In the sphere of ESG disclosures, the FCA is developing metrics to measure the incidence of: (i) misleading marketing of ESG products; and (ii) the increase in quality and quantity of climate-related disclosures. It will monitor firms and take enforcement action depending on how firms manage the impacts, risks and opportunities from “ESG issues”. It seeks to “develop new interventions as necessary” with more FCA staff being empowered to take action. Asset managers should pay particular attention to this strategy because the FCA has previously provided examples of poor practices in this sector, which seems particularly vulnerable to future intervention.

Another area of continuing focus is operational resilience. The FCA’s Technology, Resilience & Cyber Department is monitoring the impact of operational disruptions to firms’ important business services. Recognising the inevitability of such disruptions, the FCA wants to see a measurable reduction in the frequency and severity of such disruptions. Firms must be prepared to demonstrate that they are employing measures to recover swiftly whilst learning from and preventing such disruptions.

Not everything can be quantified

The FCA is still considering the best way to measure market abuse / misconduct enforcement cases and outcomes. In the meantime, it is undertaking a number of assessments of firms’ anti-fraud systems and controls.

The FCA is also reconsidering the way it monitors principal firms and appointed representatives (ARs). It is looking at measures to improve principals’ oversight of their ARs, as well as increasing the information provided to the FCA, in a bid to raise standards across the industry. With principal firms generating 50 to 400% more complaints and supervisory cases than other directly authorised firms, the FCA will be closely monitoring complaint volumes. It is also consulting on changes to increase the amount and timeliness of information it receives on principals and their ARs.
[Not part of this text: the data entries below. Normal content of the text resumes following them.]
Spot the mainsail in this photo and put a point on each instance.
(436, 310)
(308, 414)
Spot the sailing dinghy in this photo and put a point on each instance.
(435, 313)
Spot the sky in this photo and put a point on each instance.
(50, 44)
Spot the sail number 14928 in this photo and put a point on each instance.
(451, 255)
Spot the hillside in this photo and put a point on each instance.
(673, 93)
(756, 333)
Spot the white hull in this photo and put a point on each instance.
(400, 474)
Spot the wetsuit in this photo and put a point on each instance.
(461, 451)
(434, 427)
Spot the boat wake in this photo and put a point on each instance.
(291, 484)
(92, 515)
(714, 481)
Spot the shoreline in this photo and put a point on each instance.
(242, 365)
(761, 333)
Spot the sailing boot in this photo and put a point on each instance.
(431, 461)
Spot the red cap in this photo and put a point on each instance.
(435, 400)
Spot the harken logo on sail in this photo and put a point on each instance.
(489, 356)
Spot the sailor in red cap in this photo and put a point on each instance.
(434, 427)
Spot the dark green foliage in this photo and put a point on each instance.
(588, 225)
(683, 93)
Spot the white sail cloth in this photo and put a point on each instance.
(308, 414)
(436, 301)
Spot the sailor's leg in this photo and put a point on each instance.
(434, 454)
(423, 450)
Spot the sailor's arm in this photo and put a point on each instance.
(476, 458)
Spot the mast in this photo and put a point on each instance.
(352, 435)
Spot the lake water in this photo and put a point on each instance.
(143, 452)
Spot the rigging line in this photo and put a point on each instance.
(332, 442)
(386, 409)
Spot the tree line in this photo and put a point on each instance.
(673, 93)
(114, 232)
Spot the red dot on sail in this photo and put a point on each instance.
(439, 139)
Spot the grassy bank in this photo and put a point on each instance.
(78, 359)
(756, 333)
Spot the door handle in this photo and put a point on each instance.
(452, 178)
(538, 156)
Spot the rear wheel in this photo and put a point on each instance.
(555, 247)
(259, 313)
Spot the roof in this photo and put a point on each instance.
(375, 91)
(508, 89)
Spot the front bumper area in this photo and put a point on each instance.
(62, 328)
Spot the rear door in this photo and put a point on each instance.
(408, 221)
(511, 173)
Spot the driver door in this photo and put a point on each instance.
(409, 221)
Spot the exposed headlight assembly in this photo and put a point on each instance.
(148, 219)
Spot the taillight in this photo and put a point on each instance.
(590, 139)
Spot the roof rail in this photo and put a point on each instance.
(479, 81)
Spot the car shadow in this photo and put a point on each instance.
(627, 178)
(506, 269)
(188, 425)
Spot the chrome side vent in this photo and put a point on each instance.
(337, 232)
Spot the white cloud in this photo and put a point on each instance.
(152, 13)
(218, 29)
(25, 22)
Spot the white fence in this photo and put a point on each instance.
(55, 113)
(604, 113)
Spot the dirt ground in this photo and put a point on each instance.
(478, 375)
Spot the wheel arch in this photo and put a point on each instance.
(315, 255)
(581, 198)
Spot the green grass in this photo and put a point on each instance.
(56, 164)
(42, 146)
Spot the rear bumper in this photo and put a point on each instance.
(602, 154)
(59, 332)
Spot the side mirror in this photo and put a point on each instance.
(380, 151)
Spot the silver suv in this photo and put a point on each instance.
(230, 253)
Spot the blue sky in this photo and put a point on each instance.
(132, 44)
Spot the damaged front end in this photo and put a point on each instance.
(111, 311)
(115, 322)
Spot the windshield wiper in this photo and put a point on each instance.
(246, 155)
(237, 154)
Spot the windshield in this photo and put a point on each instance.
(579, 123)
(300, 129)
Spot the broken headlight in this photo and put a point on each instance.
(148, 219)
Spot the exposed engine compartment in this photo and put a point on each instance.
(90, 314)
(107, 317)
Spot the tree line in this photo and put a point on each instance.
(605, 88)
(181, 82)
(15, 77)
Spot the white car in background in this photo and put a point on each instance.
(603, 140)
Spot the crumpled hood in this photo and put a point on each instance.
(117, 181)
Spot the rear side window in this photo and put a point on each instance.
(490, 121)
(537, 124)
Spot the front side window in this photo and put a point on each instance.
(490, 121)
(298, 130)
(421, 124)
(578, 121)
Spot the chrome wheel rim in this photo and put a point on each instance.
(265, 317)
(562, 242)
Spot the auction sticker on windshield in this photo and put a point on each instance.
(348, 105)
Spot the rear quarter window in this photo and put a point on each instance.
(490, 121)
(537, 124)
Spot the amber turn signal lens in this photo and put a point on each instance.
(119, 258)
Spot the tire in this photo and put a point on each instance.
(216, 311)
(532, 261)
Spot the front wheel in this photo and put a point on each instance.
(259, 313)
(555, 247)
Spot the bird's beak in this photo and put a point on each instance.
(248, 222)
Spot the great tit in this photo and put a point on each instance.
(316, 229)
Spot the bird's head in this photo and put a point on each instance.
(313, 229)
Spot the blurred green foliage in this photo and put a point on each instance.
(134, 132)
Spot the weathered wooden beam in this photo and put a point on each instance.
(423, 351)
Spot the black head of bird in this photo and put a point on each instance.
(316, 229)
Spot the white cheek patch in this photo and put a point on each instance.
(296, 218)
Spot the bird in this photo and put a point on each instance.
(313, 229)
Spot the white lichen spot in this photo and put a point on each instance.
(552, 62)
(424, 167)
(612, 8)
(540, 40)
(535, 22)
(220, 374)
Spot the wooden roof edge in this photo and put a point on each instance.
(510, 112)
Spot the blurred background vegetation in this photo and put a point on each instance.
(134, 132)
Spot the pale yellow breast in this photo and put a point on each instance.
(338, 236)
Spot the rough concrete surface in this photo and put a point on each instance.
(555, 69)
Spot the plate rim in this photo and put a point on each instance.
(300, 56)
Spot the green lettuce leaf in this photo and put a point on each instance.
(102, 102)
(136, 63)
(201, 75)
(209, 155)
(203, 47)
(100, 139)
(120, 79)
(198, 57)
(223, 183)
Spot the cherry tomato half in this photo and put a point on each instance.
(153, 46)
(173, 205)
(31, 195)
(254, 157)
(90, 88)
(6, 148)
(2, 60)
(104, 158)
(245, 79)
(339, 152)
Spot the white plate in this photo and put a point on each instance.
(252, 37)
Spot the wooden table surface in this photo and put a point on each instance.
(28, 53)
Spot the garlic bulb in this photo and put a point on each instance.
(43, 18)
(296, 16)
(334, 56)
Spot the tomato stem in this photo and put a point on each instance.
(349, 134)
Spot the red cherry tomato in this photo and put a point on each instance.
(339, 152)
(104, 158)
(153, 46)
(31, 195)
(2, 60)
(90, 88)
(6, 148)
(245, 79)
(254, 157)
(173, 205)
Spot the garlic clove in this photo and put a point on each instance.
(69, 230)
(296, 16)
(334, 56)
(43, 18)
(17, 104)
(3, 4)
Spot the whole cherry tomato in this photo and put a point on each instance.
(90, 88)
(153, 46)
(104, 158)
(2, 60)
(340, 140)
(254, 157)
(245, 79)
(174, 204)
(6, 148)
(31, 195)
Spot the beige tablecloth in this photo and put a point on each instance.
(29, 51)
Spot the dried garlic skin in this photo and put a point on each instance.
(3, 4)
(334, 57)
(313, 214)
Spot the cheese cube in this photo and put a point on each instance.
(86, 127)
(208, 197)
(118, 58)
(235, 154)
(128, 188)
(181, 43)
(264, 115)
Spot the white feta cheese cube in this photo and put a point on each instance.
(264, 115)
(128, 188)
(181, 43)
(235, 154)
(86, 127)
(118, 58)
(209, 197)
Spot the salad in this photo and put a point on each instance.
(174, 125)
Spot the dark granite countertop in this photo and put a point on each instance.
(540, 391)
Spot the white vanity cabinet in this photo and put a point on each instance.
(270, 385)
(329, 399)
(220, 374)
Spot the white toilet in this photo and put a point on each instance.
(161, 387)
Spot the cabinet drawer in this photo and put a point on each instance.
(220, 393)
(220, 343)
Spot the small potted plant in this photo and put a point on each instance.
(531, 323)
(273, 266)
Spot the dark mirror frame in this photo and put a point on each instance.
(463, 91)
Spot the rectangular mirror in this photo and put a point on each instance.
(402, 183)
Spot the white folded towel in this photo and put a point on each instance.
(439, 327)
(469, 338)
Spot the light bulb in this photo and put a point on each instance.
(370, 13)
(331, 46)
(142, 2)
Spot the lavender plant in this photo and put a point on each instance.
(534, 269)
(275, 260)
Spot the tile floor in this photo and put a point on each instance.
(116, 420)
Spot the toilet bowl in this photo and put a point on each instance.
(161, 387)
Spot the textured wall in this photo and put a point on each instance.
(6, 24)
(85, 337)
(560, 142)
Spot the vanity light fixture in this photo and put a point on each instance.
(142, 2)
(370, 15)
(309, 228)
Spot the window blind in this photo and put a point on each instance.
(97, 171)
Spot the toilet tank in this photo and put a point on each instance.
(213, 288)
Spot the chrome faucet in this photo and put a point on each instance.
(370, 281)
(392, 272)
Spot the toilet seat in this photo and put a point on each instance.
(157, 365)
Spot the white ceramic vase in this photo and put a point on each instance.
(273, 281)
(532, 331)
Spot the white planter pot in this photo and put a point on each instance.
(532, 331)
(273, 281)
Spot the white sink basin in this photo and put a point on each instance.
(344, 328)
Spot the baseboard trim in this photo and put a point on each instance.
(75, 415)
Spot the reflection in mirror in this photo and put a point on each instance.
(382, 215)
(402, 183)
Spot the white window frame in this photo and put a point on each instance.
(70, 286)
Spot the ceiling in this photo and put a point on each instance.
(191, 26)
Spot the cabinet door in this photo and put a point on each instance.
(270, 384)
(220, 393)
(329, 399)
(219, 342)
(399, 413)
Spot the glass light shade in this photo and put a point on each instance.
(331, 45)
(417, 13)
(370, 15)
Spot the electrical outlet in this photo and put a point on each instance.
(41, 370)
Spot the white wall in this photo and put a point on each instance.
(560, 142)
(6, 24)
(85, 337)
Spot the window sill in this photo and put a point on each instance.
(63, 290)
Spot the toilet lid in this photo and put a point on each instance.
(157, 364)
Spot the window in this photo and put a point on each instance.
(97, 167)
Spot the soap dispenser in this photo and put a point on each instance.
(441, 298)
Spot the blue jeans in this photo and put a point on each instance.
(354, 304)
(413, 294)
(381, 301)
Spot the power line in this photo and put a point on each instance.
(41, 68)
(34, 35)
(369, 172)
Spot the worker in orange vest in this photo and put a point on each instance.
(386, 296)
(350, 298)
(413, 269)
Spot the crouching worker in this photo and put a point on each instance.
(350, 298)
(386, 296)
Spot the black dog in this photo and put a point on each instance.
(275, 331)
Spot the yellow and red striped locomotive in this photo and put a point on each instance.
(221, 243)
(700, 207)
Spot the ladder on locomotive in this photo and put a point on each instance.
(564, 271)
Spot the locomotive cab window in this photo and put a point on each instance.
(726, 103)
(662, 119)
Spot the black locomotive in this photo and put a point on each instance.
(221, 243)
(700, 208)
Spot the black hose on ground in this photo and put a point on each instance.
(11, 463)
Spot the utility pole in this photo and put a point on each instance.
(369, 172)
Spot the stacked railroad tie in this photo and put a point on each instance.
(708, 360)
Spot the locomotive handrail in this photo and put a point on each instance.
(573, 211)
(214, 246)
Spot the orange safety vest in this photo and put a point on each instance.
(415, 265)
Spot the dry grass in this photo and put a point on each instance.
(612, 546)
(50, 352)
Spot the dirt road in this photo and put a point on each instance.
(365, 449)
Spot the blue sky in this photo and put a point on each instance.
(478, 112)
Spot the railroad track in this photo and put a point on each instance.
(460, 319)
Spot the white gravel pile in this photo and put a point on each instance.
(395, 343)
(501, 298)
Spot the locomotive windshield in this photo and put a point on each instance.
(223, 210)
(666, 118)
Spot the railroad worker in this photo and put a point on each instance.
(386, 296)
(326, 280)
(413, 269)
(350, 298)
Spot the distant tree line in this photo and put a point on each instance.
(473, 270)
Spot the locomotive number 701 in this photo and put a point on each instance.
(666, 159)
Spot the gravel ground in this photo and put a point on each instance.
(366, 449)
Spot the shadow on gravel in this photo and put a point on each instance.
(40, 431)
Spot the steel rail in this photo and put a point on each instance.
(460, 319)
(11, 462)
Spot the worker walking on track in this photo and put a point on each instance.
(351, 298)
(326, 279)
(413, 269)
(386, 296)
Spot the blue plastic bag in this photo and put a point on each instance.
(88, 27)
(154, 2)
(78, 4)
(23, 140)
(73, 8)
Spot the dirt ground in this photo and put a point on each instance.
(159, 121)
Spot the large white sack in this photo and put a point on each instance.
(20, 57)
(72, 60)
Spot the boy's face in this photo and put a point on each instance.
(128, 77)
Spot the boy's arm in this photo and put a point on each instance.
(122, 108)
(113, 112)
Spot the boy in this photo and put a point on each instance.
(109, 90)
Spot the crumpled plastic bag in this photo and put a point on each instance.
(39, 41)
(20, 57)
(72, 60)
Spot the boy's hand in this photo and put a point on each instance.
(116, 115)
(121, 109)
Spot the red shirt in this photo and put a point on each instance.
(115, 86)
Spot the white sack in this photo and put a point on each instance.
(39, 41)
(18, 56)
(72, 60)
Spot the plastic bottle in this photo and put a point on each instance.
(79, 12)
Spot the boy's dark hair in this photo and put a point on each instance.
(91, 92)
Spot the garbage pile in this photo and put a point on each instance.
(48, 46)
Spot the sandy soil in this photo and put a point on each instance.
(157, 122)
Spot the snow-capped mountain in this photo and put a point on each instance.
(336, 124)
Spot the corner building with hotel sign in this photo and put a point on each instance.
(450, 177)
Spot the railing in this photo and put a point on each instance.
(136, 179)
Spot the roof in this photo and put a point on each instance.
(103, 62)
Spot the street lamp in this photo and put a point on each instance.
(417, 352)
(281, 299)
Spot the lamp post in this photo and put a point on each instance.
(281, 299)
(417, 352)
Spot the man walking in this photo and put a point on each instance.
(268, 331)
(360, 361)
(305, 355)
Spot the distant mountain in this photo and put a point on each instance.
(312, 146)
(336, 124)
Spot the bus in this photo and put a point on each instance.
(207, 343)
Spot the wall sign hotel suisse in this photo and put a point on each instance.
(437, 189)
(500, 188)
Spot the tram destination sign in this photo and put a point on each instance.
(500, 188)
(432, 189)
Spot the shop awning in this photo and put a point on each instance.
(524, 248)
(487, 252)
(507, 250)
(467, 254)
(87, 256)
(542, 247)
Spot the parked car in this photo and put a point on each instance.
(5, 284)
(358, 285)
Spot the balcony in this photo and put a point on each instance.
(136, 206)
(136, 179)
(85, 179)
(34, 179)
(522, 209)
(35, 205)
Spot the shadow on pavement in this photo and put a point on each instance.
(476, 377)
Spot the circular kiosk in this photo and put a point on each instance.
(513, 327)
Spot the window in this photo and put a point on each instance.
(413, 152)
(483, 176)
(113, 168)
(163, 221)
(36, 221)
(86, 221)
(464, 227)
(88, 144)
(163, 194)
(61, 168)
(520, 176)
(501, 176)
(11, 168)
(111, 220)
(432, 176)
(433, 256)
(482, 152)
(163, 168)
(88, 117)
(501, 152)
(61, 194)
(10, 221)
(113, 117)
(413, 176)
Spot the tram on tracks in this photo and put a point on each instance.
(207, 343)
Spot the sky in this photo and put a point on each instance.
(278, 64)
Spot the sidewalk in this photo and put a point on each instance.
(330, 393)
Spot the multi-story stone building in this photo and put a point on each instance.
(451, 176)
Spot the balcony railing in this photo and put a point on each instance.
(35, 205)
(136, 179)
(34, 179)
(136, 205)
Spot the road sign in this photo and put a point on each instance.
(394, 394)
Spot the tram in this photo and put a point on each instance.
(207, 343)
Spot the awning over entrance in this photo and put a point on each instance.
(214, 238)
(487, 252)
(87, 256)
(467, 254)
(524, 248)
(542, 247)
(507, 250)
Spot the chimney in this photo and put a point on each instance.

Consequently, firms can expect the FCA to intensify its supervision, using existing and new data to target its interventions.

Be prepared

The FCA’s data strategy is a commendable step with suggested metrics for internal measures of success. However, there is a notable focus on perception as a measure of concepts including value, effectiveness of interventions and market integrity, with a lack of detail on what it all really means in practice.

The FCA’s approach is likely to bring increased emphasis on the quality of regulatory reporting, an issue the PRA has recently focused on from an enforcement perspective. Firms should pay heed to this to avoid: (i) similar enforcement attention from the FCA; and (ii) becoming a false positive for supplementary attention due to poor data quality.

As the regulators look to be more preventative and interventionist there are a number of things firms can do to ensure their house is in good order.

  • Review D&I strategy, data and governance.
  • Analyse your customer outcome measures – the FCA’s Business Plan refers to using consumer perceptions as a measure of harm.
  • Consider ESG implementation approach.
  • Review operational resilience frameworks and incident management protocols (including associated customer communications playbooks).
  • Review the firm’s regulatory relationship strategy in light of a more assertive regulator.
  • Seek early support if you find yourself subject to formal regulatory scrutiny, for example, a skilled person review.